Harris was born in Anderson, Alabama, on 15 June 1909. After graduating from Columbia Military Academy, he attended and graduated from the United States Military Academy at West Point in 1931, receiving his commission in the infantry.

Early in his career he was involved in the early development of airborne units and doctrine. During World War II he was Chief of Staff of the 13th Airborne Division.

He served as Chief of Staff of the XVIII Airborne Corps, and commanded a regiment in the 40th Infantry Division during the Korean War. After the war he was Deputy Chief of Staff, Eighth United States Army.

He took command of the Berlin Brigade in 1955, and in 1956 assumed command of the 11th Airborne Division. In April 1960, Harris became Commanding General, U.S. Army Infantry Center and Commandant, U.S. Army Infantry School at Fort Benning. In 1961 he was named commander of I Corps, and the next year Commanding General, Seventh United States Army. At retirement in 1965, General Harris was Commanding General of the U.S. Continental Army Command.

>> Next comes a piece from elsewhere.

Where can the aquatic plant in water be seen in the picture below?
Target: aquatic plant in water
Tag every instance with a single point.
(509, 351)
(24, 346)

Harris' awards and decorations included the Army Distinguished Service Medal, Silver Star, Legion of Merit with two oak leaf clusters, Combat Infantryman Badge, Glider Badge and Airborne Badge.

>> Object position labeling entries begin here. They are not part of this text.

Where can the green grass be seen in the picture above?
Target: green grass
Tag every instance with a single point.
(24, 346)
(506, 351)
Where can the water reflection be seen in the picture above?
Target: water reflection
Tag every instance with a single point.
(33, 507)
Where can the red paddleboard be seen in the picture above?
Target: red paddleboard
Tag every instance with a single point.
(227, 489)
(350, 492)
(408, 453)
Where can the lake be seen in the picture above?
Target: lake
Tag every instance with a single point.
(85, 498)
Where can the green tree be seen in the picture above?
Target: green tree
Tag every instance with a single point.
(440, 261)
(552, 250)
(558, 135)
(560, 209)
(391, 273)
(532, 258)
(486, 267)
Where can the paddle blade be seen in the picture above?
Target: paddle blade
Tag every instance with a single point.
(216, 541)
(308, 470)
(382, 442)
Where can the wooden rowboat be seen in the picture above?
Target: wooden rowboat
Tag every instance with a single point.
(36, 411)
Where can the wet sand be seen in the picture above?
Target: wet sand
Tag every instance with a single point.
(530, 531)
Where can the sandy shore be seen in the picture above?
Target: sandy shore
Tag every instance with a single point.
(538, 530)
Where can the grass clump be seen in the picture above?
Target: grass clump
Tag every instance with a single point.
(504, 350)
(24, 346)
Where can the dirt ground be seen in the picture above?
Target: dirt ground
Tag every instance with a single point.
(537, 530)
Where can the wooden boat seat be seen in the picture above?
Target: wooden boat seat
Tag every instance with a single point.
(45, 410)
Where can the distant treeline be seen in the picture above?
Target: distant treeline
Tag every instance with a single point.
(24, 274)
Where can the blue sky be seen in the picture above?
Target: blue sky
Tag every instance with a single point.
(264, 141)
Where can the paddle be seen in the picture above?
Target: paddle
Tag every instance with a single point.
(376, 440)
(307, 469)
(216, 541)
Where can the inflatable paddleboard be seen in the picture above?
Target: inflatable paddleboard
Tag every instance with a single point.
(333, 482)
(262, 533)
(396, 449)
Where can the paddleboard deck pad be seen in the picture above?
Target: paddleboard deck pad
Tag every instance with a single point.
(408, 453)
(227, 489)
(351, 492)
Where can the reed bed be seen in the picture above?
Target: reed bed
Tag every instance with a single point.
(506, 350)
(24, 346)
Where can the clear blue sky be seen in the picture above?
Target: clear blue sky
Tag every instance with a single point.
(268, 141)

==Presidency of the Citadel==
After retiring from the army, Harris became the President of The Citadel, a position he held from 1965 to 1970. He was the third consecutive four star officer to hold that position. During his tenure, Harris "expanded its scope of reach beyond the core of cadets," to establish the "evening undergraduate program in 1966 and its first graduate degrees in 1968 under the name College of Graduate and Professional Studies known today as The Citadel graduate college." <https://www.citadel.edu/citadel-history/wp-content/uploads/sites/77/100-Years-on-the-Ashley-Audio.pdf> Harris also oversaw the enrollment of the Citadel's first African American cadet, Charles DeLesline Foster, who enrolled in 1966.

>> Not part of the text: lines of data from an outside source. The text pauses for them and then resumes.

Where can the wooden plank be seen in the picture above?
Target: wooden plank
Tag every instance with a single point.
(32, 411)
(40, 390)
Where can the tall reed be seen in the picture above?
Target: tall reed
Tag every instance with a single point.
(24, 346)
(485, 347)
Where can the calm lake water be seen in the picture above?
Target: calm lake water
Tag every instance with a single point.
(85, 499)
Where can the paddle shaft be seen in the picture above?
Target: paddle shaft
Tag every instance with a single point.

In 1980 Pat Conroy published the novel "The Lords of Discipline" with a fictional "Carolina Military Institute" mirrored after the Citadel. The novel described a Commanding General who was a highly decorated senior army officer, having served in both the Korean War and World War II, who now oversaw the integration of a lone black cadet in a deeply conservative southern military academy. Unlike Harris, the fictional general in the novel is the power behind an organization called "The Ten" who attempts to run the black cadet out of the school, nearly killing him in the process. Citadel authorities derided Conway's book, in particular his alluding to General Harris, as a fabricated and untrue story. Harris made it publicly known that he did not want "problems for the school" and that Foster was to be treated exactly the same as any other "knob" freshman. As a result, although Foster experienced frequent racial slurs and bigotry, there were no serious incidents and Foster graduated in 1970.

In the words of Maxine Hudson, one of the first women to receive a master's degree from the Citadel, Harris was a "warm" and "approachable and friendly" president who supported students in the master's program. <https://today.citadel.edu/at-91-citadels-first-woman-graduate-celebrates-50th-commencement-anniversary/> At Harris's death, the mayor of Charleston South Carolina, Joseph P. Riley Junior, stated that Harris was "instrumental in establishing new programs for recruiting cadets" and that his leadership "made an indelible imprint upon" the Citadel and the Charleston community. Riley noted Harris was "a military leader, a gifted educator and a true gentleman."

==Death==

Harris died on 3 November 1979, and was buried in Arlington National Cemetery, next to his first wife, Jane Boyd Harris (1911–1958). His second wife, Lieutenant Colonel Kathleen B. Harris, Ret. (1917–2001), was buried next to him later.